The Case for Conservation
The Kaimana example also shows how modern conservation is supposed to work.
Erdmann's team of international and local researchers identified a place with unmatched biodiversity – one of the greatest concentrations of fish and corals on Earth, including species previously unknown to science.
Working with local communities and scientists as well as government authorities, CI helped create effective strategies such as MPAs for ensuring that such essential resources will exist in perpetuity for the good of everyone.
The goal of MPAs is sustainable use of marine resources, with increased awareness of how to conserve those resources for present and future benefit. That means balancing the needs of coastal communities with conservation of ecosystems such as coral reefs that are essential habitat for fish, a major protein source and income generator.
Protecting marine ecosystems makes them more resilient to rising sea temperatures and other effects of climate change. In addition, helping coastal communities develop alternate sources of conservation-based income – such as ecotourism – provides people with alternatives to depleting the resources at hand.
IN-DEPTH: Take a closer look at Indonesia's Papua Province.
Recent studies show that protecting such fragile and interconnected ecosystems of coastal landscapes and waters brings a range of economic and social benefits for local populations, including a steady source of food and more job opportunities.

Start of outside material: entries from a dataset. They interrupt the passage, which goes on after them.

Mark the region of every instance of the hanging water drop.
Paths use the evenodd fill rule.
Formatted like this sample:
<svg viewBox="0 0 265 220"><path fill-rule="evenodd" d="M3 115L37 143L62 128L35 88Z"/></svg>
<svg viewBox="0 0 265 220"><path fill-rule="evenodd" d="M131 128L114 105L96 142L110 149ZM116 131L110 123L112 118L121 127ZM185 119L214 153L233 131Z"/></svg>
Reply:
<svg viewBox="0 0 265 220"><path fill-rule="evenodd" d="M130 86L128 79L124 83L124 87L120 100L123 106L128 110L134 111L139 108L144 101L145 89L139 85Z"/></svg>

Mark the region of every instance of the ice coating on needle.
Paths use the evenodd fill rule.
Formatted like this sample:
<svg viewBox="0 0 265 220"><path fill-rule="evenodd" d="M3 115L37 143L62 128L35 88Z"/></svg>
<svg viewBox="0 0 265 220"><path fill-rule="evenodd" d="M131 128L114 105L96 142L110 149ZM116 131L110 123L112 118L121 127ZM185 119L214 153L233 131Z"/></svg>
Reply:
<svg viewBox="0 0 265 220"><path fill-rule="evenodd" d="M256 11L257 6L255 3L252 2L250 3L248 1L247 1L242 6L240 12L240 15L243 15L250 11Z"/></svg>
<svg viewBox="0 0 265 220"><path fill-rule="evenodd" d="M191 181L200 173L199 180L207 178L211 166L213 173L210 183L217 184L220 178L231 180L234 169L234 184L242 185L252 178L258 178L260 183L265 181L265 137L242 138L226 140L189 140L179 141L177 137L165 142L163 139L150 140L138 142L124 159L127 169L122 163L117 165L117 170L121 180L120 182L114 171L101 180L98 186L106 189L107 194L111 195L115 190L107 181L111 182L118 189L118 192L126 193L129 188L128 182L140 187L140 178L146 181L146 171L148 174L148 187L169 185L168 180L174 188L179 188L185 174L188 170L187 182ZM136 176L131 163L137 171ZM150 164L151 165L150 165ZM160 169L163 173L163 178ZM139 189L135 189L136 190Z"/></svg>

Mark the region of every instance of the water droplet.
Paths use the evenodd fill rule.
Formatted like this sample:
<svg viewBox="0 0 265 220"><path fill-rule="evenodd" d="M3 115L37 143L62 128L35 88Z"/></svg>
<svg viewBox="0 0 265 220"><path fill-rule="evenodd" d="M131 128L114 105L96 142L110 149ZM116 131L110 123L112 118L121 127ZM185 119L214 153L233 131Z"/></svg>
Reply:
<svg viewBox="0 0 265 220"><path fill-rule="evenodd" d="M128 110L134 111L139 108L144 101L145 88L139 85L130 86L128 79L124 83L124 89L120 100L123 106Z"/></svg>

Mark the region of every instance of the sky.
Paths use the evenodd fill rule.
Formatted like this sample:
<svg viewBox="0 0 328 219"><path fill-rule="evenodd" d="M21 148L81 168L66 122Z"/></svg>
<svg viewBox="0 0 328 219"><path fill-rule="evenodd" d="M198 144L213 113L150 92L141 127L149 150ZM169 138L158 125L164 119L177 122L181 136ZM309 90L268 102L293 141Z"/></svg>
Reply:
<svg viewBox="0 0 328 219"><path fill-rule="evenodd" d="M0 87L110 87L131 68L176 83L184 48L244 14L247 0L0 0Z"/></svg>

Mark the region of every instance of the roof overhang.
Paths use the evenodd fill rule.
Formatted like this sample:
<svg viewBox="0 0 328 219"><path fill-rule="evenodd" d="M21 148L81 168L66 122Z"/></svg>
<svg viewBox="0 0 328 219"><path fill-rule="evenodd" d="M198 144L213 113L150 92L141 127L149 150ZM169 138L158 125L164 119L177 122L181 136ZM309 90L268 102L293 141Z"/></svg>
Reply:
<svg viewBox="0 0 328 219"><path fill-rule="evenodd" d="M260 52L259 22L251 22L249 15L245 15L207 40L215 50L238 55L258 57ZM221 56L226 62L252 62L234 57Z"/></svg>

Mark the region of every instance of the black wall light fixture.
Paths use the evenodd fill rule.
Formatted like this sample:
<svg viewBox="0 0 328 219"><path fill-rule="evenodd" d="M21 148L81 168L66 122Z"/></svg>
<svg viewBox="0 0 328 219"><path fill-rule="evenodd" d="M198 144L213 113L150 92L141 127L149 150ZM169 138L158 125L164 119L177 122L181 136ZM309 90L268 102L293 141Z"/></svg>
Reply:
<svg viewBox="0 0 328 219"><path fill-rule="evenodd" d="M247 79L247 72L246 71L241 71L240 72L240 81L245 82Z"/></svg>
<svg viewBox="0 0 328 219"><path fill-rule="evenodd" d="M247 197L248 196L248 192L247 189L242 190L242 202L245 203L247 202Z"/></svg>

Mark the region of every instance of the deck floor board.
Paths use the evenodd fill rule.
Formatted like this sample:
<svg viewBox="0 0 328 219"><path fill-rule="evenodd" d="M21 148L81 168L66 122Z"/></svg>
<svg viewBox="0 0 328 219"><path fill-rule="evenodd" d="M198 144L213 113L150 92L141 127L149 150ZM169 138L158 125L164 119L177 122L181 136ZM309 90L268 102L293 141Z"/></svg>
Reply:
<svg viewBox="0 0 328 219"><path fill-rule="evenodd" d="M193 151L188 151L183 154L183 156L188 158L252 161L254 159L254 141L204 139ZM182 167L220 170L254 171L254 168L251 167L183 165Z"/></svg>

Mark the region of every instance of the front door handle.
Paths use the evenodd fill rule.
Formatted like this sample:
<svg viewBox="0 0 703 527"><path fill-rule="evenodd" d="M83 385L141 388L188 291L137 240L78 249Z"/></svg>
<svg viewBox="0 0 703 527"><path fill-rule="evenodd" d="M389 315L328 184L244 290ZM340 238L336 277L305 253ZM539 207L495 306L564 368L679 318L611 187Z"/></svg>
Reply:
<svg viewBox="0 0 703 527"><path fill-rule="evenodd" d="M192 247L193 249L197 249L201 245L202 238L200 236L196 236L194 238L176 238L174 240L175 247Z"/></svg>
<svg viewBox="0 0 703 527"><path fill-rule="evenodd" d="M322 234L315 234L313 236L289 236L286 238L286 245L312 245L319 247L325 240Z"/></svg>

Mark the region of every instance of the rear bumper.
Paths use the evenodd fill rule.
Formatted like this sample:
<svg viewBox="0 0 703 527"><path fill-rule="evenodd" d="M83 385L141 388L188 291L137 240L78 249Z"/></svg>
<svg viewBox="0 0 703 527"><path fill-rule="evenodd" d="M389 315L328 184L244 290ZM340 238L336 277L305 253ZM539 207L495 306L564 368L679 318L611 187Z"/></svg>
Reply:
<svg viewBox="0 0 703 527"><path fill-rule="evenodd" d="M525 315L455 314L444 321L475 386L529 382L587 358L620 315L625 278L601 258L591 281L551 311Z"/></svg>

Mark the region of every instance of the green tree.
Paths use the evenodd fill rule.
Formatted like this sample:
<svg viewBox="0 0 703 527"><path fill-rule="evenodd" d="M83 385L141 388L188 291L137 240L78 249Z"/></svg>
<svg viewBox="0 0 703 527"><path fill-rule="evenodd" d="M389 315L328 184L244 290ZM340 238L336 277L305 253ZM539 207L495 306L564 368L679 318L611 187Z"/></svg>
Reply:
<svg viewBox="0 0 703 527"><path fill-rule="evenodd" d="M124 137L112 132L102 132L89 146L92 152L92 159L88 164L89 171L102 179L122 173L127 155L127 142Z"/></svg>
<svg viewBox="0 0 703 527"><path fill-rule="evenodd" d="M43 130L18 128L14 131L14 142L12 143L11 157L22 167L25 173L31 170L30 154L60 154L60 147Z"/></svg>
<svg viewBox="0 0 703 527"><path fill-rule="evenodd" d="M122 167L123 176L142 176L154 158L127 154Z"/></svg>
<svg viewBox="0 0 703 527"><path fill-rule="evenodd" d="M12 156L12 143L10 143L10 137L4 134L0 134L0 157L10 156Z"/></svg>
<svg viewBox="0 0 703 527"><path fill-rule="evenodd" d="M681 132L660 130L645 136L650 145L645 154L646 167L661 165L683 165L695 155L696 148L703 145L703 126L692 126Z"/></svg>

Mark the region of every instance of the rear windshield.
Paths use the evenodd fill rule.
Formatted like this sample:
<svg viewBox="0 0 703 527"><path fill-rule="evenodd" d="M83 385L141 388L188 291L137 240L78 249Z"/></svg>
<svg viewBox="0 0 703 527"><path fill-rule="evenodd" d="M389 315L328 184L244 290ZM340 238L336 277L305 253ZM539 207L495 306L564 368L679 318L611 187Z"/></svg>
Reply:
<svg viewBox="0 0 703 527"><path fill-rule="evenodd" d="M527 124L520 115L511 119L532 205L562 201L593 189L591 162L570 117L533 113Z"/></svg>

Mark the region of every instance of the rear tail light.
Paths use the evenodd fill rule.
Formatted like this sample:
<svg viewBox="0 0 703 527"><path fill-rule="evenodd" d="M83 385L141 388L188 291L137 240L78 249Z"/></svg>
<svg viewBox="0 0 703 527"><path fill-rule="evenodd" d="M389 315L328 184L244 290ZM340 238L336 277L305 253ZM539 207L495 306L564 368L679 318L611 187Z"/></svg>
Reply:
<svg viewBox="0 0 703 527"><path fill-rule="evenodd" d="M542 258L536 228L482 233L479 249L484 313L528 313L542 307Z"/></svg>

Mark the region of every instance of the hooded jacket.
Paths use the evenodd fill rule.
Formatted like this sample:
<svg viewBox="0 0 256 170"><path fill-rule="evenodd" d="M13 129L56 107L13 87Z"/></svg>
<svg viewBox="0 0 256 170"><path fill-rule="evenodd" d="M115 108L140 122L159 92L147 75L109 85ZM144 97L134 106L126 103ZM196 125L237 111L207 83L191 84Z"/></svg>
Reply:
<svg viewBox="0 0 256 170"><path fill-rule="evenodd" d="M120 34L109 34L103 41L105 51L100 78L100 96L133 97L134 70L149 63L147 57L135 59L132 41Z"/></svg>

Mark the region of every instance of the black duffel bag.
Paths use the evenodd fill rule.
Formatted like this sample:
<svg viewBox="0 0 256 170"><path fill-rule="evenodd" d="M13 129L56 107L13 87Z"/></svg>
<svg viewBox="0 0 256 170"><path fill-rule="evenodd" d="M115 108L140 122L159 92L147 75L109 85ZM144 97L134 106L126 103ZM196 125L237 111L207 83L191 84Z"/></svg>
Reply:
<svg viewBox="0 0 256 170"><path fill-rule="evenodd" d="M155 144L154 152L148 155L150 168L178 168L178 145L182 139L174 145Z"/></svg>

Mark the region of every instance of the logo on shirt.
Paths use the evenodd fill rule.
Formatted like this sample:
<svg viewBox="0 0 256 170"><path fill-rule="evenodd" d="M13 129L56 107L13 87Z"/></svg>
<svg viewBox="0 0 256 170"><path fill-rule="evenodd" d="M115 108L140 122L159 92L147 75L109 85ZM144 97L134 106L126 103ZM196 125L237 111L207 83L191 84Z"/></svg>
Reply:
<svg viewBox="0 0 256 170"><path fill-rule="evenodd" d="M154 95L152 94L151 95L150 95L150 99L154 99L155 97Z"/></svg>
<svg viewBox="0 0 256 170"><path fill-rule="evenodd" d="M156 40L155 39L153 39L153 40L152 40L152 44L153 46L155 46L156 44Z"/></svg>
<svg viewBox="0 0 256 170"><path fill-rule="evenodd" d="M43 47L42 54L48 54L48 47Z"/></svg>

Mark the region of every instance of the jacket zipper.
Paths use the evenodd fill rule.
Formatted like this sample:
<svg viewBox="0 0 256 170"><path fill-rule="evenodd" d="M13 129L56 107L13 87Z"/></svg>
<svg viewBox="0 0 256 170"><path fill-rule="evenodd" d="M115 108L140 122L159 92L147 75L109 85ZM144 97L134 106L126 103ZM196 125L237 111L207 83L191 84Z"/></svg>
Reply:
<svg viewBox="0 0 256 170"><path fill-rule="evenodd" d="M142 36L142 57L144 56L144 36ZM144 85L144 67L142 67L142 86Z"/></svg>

"It's not an either-or situation, but a win-win," said Dr. Leah Bunce Karrer, senior director of CI's Marine Management Area Science (MMAS) program. "Marine ecosystems provide essential resources and services for coastal communities and human societies in general, so keeping them healthy helps everyone."
One study – the first global analysis of the importance of marine resources to people in tropical coastal areas – found that the vast majority of coastal dwellers depend on fishing as a primary source of income, especially in Asia. In the Caribbean and Central America, meanwhile, tourism based on pristine coral reefs is becoming a major economic driver.
The study – conducted by CI, the Global Coral Reef Monitoring Network and the National Oceanic and Atmospheric Administration (NOAA) – also confirmed that illegal fishing, overfishing and pollution were the main threats to marine ecosystems.
At the recent World Conservation Congress in Barcelona, Spain, CI and partners released another study that showed how properly planned and managed MPAs provide a holistic approach to conservation that helps coastal communities and the biodiversity on which they depend.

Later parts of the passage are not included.